I agree with the two ladies above...... oh and I'm still single...


----------



## Linda (Dec 7, 2009)

aprildain said:


> I hear ya. That's why I've been single so long. I can't believe the propositions I've gotten.



Oh if only I had this problem. lol  I don't even get propositioned. lol


----------



## Green Eyed Fairy (Dec 7, 2009)

Linda said:


> Oh if only I had this problem. lol  I don't even get propositioned. lol



Just sign up for a dating site.....funny thing is....a lot of the men there don't seem really interested in actually dating :blink:

I have my theories......


----------



## PhatChk (Dec 7, 2009)

Green Eyed Fairy said:


> Just sign up for a dating site.....funny thing is....a lot of the men there don't seem really interested in actually dating :blink:
> 
> I have my theories......



I agree with this statement:doh:


----------



## MizzSnakeBite (Dec 7, 2009)

Green Eyed Fairy said:


> Just sign up for a dating site.....funny thing is....a lot of the men there don't seem really interested in actually dating :blink:
> 
> I have my theories......



ahhhhhhhhhhhhhhhh........the theories running through my head..........my post would get deleted in 2 seconds if I mentioned them...... :shocked:


----------



## Inhibited (Dec 8, 2009)

PhatChk said:


> I agree with this statement:doh:



I second it...


----------



## Filly (Dec 8, 2009)

Still single here. Sometimes feels like I am destined to be alone. Yes, terribly dramatic I know, but I guess the thing we are most afraid of sometimes ends up being the reality. Self-fulfilling prophecy and all that. 

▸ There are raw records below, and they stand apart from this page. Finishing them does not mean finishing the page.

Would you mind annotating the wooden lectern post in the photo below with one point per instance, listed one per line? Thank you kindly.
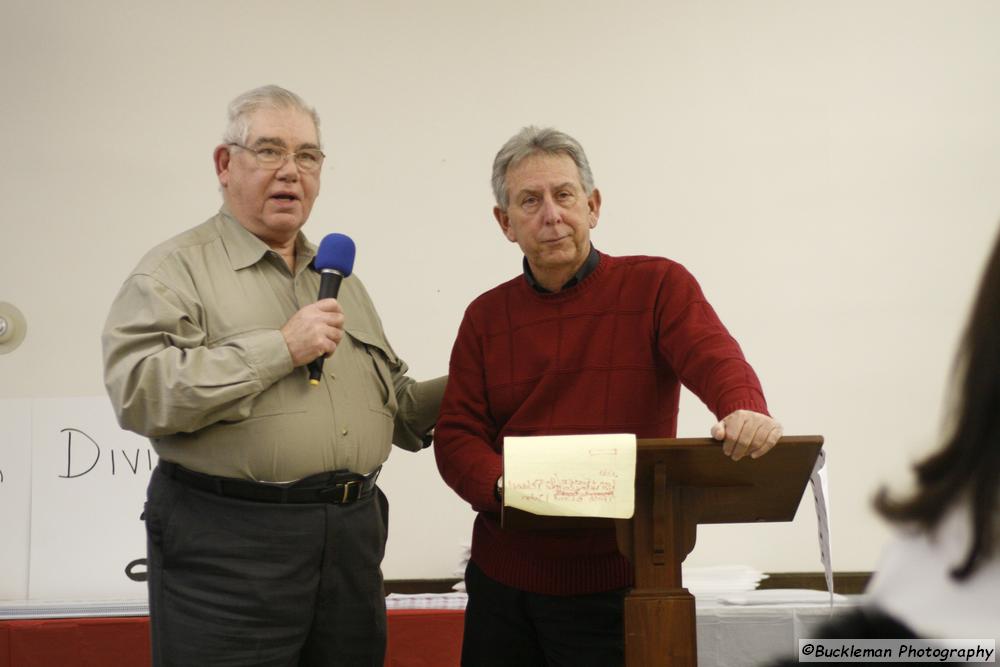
(679, 483)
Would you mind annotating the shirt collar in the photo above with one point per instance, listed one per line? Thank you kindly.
(593, 259)
(245, 249)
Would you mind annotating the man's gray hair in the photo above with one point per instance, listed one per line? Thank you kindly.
(530, 141)
(265, 97)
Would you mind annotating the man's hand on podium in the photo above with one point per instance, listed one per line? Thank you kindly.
(745, 432)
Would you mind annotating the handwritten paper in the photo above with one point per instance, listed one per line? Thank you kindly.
(571, 475)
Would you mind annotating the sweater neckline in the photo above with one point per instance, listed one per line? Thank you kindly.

Australia just doesn't seem to have many FAs. Canberra is a lonely place for a fat girl! :really sad:


----------



## Inhibited (Dec 8, 2009)

Filly said:


> Still single here. Sometimes feels like I am destined to be alone. Yes, terribly dramatic I know, but I guess the thing we are most afraid of sometimes ends up being the reality. Self-fulfilling prophecy and all that.
> 
> Australia just doesn't seem to have many FAs. Canberra is a lonely place for a fat girl! :really sad:



oh no Filly i had no idea you were from Canberra.. you have it worse than all of us.. if you are ever in Sydney let me know and we will go on an FA hunt..


----------



## succubus_dxb (Dec 10, 2009)

Soooo...I'm back on the market, as of about an hour ago.......


----------



## littlefairywren (Dec 10, 2009)

succubus_dxb said:


> Soooo...I'm back on the market, as of about an hour ago.......



Oh hon, big ((((hugs)))) for you, ok!


----------



## Aust99 (Dec 10, 2009)

succubus_dxb said:


> Soooo...I'm back on the market, as of about an hour ago.......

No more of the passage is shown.